Another aspect that stands out in the Dividenz study is the importance of Chinese and Canadian investments in American real estate . The Asian dragon has invested more than US$ 13.6 billion, representing a quarter of the total. Its preferred markets are California (33%), Florida (16%) and Texas (8%).

According to the OneWorld Properties spokeswoman, the Asian dragon's preference for the West Coast over the American South has one key reason: Law SB264. This legal initiative by Florida Governor Ron DeSantis establishes, among other restrictions, that Chinese citizens without permanent residency cannot buy a property in the State. Sellers and real estate agents may also suffer a similar fate. "This measure has slowed their investments in South Florida, except for those Chinese who have American residency," adds Olin.

Canada, on the other hand, reflects the opposite trend: its northern neighbor holds third place in real estate investments with US$ 6.6 billion (10%) and its preferred destination is Florida (55%), while Arizona (14%) and California (4%) close the podium. “Canadian buyers do not necessarily decide on Miami, because it is often out of their price range, but they normally choose Florida and other warm states, because they are looking for pleasant places to spend their winters,” explains the spokesperson.

THE POSSIBLE ELECTORAL CONSEQUENCES

Beyond the climate and macroeconomic issues affecting the real estate sector, all attention is now focused on the presidential elections on November 5. Both Vice President Kamala Harris and former President Donald Trump maintain clear positions on the management of the sector.

For starters, under the slogan of creating an “economy of opportunity,” the Democratic Party candidate promises to expand investments in infrastructure.
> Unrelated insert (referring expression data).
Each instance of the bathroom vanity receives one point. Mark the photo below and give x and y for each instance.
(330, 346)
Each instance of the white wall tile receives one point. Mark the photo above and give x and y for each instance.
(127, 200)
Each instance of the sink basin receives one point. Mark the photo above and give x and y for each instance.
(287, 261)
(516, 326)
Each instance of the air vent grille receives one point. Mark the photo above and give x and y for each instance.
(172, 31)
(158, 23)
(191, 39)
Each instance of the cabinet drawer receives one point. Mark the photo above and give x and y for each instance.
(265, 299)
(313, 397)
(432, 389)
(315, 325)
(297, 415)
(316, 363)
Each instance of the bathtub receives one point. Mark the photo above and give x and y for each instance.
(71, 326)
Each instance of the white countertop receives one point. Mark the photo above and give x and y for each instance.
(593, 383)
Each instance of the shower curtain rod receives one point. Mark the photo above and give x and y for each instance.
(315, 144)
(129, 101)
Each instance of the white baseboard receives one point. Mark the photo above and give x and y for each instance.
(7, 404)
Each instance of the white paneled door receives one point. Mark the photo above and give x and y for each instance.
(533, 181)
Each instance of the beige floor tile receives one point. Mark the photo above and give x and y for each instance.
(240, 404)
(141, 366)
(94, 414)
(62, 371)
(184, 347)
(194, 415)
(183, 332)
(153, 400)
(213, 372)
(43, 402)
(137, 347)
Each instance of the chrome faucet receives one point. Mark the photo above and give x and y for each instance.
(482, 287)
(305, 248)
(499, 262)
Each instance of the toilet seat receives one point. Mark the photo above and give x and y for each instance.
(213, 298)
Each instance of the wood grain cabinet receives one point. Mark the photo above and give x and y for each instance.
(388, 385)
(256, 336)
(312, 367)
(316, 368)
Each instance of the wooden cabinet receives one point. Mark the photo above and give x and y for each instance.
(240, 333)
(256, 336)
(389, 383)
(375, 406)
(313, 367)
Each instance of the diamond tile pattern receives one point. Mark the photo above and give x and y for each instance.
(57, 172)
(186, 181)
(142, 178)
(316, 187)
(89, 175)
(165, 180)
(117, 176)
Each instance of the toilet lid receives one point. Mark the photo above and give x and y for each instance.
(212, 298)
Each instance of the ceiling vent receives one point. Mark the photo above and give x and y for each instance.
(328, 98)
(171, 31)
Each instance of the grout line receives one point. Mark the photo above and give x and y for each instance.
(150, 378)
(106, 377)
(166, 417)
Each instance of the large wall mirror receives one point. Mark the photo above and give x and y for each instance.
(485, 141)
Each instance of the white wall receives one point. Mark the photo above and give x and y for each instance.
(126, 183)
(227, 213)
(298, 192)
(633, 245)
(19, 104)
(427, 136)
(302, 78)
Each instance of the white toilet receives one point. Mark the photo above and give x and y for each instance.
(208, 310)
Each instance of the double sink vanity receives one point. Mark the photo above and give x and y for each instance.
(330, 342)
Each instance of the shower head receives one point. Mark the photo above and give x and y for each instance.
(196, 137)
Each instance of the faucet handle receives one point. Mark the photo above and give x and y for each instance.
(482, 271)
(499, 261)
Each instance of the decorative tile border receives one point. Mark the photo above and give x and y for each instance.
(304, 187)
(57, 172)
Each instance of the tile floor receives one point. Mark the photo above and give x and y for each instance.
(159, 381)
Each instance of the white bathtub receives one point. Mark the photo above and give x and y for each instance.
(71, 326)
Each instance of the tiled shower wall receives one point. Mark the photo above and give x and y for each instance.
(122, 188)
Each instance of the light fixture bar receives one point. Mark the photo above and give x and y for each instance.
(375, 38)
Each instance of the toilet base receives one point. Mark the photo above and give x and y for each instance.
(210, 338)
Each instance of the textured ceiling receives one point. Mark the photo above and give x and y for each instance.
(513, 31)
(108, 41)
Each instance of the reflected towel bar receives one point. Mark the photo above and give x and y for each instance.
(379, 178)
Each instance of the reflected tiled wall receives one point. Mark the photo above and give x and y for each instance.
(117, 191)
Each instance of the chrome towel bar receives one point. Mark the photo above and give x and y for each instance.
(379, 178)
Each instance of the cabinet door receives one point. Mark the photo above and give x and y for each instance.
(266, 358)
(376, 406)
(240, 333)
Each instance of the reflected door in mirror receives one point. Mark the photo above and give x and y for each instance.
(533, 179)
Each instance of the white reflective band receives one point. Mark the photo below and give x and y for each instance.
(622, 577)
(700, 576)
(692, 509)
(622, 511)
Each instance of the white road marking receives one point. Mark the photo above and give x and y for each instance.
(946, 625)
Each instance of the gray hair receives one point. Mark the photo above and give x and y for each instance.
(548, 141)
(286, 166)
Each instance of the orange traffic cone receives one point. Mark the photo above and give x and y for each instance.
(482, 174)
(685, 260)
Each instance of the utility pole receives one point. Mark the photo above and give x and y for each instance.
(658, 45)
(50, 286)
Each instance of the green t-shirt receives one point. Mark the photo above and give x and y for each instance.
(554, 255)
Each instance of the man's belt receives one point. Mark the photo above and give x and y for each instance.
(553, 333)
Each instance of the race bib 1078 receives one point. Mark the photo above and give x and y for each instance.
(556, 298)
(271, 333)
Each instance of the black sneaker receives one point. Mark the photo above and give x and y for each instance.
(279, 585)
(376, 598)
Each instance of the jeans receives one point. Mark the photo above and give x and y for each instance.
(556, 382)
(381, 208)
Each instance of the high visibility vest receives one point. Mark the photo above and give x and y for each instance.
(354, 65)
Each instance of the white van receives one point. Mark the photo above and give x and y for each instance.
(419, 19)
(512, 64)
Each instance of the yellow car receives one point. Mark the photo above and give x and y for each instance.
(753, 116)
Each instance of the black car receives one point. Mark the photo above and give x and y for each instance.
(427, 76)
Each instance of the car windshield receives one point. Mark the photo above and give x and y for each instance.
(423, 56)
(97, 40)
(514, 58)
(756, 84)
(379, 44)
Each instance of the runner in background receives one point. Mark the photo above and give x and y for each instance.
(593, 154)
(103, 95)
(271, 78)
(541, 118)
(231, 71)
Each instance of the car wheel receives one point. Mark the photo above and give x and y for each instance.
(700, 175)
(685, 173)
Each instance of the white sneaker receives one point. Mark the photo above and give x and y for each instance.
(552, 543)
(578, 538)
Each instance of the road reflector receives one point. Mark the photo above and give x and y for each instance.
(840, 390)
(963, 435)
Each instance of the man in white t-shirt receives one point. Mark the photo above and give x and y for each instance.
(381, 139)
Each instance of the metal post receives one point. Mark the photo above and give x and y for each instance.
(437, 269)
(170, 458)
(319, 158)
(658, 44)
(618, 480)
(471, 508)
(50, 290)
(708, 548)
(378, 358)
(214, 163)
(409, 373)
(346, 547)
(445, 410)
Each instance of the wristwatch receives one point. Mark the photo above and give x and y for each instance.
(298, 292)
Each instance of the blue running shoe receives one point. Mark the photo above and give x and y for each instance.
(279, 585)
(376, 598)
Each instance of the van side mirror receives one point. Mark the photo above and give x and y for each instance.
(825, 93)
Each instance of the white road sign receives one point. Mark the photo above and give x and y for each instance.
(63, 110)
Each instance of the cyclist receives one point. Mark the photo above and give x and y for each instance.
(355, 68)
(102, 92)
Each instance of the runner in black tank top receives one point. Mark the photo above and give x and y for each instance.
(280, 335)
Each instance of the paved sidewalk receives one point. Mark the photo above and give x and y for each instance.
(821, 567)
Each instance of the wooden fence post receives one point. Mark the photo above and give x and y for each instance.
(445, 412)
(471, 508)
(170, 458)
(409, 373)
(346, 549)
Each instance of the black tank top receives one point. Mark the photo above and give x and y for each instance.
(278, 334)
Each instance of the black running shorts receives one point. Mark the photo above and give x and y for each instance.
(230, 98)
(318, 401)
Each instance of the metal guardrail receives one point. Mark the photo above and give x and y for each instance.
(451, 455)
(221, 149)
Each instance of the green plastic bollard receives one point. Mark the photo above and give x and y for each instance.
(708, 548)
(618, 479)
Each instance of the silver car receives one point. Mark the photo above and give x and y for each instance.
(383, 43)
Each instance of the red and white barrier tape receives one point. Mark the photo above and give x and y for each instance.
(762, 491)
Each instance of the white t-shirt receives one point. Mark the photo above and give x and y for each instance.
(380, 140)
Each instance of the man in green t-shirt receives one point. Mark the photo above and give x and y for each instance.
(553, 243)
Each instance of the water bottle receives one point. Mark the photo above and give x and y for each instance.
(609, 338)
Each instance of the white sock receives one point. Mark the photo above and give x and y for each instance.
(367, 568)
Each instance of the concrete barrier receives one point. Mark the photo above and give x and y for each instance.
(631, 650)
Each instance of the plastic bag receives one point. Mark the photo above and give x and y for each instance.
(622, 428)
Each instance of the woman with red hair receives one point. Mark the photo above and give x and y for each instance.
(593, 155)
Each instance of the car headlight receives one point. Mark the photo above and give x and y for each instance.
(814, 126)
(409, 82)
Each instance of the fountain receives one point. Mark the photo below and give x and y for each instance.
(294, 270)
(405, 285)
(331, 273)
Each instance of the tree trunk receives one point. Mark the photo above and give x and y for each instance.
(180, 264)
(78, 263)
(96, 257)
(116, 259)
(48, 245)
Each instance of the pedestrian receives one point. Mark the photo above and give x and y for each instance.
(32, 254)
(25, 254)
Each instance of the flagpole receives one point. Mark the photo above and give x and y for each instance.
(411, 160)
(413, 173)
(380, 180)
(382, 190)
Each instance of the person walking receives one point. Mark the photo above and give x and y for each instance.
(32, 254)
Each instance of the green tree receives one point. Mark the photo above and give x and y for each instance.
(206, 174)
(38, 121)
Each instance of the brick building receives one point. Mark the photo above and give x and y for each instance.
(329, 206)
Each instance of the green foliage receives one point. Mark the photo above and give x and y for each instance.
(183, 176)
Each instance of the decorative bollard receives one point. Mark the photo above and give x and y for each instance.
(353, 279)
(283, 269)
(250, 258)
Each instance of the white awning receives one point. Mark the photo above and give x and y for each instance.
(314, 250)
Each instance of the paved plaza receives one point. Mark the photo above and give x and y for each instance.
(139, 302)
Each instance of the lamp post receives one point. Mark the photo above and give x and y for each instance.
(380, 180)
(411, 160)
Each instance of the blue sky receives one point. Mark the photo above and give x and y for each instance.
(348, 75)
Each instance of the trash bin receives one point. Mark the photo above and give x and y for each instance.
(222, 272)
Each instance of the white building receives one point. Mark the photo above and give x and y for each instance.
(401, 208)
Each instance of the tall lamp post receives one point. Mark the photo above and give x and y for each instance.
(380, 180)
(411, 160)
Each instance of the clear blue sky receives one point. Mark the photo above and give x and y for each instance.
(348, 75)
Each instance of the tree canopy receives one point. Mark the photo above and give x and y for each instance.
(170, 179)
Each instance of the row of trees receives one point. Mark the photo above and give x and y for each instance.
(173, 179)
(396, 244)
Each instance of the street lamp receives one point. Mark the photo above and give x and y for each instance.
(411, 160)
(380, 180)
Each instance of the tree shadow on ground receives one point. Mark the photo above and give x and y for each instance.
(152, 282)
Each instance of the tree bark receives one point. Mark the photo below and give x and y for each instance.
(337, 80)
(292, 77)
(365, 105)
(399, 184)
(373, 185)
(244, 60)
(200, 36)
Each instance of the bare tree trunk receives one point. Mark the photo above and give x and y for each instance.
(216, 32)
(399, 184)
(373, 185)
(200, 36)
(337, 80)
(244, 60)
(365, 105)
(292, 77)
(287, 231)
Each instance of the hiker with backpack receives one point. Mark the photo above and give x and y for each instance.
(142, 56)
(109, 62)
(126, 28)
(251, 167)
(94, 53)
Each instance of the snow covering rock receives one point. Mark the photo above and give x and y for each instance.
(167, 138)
Welfare measures would also be included in the package: Harris wants to introduce a tax credit for builders who develop homes for first-time buyers. The latter will receive a subsidy of US$ 25,000 as financial support.

Along the same lines, Democrats propose granting a $6,000 tax credit for young families to “strengthen the middle class.” Olin has some doubts about this proposal. “I think that amount would be enough for a first-timer to buy their first home. I don’t think that would drastically change the numbers we could see or that it would be enough for a family,” he says.

However, a victory for Republican Donald Trump would also present significant challenges for the real estate world. The former president, a real estate magnate, would offer favorable tax cuts to developers and owners of large corporations. His restrictive immigration policies, which frighten foreign investors, should not be forgotten.

In this regard, Olin believes that if Trump repeats the policy of his first administration (2017-2021), it would be a mistake. “At the time, tax incentives made it possible for real estate companies to have more resources and promote stalled projects. Although it was also possible, because we had much lower interest rates, which shows that a single incentive will never be enough.”

Based on this premise, Olin recommends that the next US government, regardless of its political colour, should reduce taxes for first-time home buyers and affordable housing developers . “Because currently, property prices are too high and that prevents the average family from being able to buy their first home,” he says.